Mysql – Basic question about grouping and counts

countgroup byMySQL

I'm having trouble coming up with a query in MySQL.

Suppose we have a table that logs an action by a user.

  • User1 is a Doctor and is logged several times.
  • User2 is a Doctor and is logged once.
  • User3 is an Accountant and is logged twice.
  • User4 is a Clerk and hasn't been logged.
  • User5 is an Accountant and hasn't been logged.

I would like to know what "roles" (i.e., doctor, accountant, clerk) have entries in the log file.

Here is the schema:

CREATE TABLE `test1_users` (
  `id` INTEGER UNSIGNED NOT NULL AUTO_INCREMENT,
  `name` VARCHAR(45) NOT NULL,
  `role` VARCHAR(45) NOT NULL,
  PRIMARY KEY (`id`)
) ENGINE = InnoDB;

CREATE TABLE `test1_log` (
  `id` INTEGER UNSIGNED NOT NULL AUTO_INCREMENT,
  `user_id` INTEGER UNSIGNED NOT NULL,
  PRIMARY KEY (`id`)
) ENGINE = InnoDB;

And test data:

INSERT INTO `test1_users` VALUES
(1, 'Franklin', 'Doctor'),
(2, 'Sally', 'Doctor'),
(3, 'Linus', 'Accountant'),
(4, 'Patty', 'Clerk'),
(5, 'Marcie', 'Accountant');

INSERT INTO `test1_log` VALUES
(1, 1),
(2, 1),
(3, 2),
(4, 1),
(5, 3),
(6, 3);

If I want to see how many times a user has been logged, it's pretty straight forward.

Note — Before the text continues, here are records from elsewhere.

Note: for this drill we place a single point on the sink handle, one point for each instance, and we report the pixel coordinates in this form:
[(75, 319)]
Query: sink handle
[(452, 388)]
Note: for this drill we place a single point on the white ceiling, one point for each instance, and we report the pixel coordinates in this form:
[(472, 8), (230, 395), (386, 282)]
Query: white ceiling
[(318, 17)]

SELECT u.name, COUNT(*) AS total
FROM test1_log l
LEFT JOIN test1_users u ON u.id = l.user_id
GROUP BY user_id;

The query produces the following:

+----------+-------+
| name     | total |
+----------+-------+
| Franklin |     3 |
| Sally    |     1 |
| Linus    |     2 |
+----------+-------+

But how would I structure the query if I want to see how many different "roles" have been logged?
Not how many times each role is logged, just a list of all the roles that are logged.

Specifically, how many different Doctors are logged? I don't care how many times each has been logged.

Such a query I'm looking for would produce the following output:

+------------+-------+
| role       | total |
+------------+-------+
| Doctor     |     2 |
| Accountant |     1 |
| Clerk      |     0 |
+------------+-------+

Both Doctors were logged, but only one Accountant and no Clerks.

Here's the closest I've come:

SELECT role, COUNT(l.id) AS total FROM test1_users u 
LEFT JOIN test1_log l ON u.id = l.user_id 
GROUP BY role;

But this only gives me the number of log entries, and I need the number of roles that made it into the log.

Thoughts?

Thanks.

Best Answer

By my reading of your question, you want the numbers of distinct users who have been logged, broken down by each user's role.

Your query returns the number of log entries, broken down by role.

To get distinct users, we'd need to get a COUNT(DISTINCT x) on some column x, which represents users.

If we used a column from test1_users, we'd just get the count of users assigned to each role, without reference to whether or not the user had associated entries in the log.

If we use an INNER JOIN, we'll only count users who do have entries in the log - but we won't see any roles where no user exists in the log (as is true for "Clerk").

However, there's a columns in test1_log that's specific to a user - test1_log.user_id.

So, if we modify the query to be:

SELECT role, COUNT(DISTINCT l.user_id) AS total FROM test1_users u 
LEFT JOIN test1_log l ON u.id = l.user_id 
GROUP BY role;

we get the results you request (as you can see in this SQLFiddle.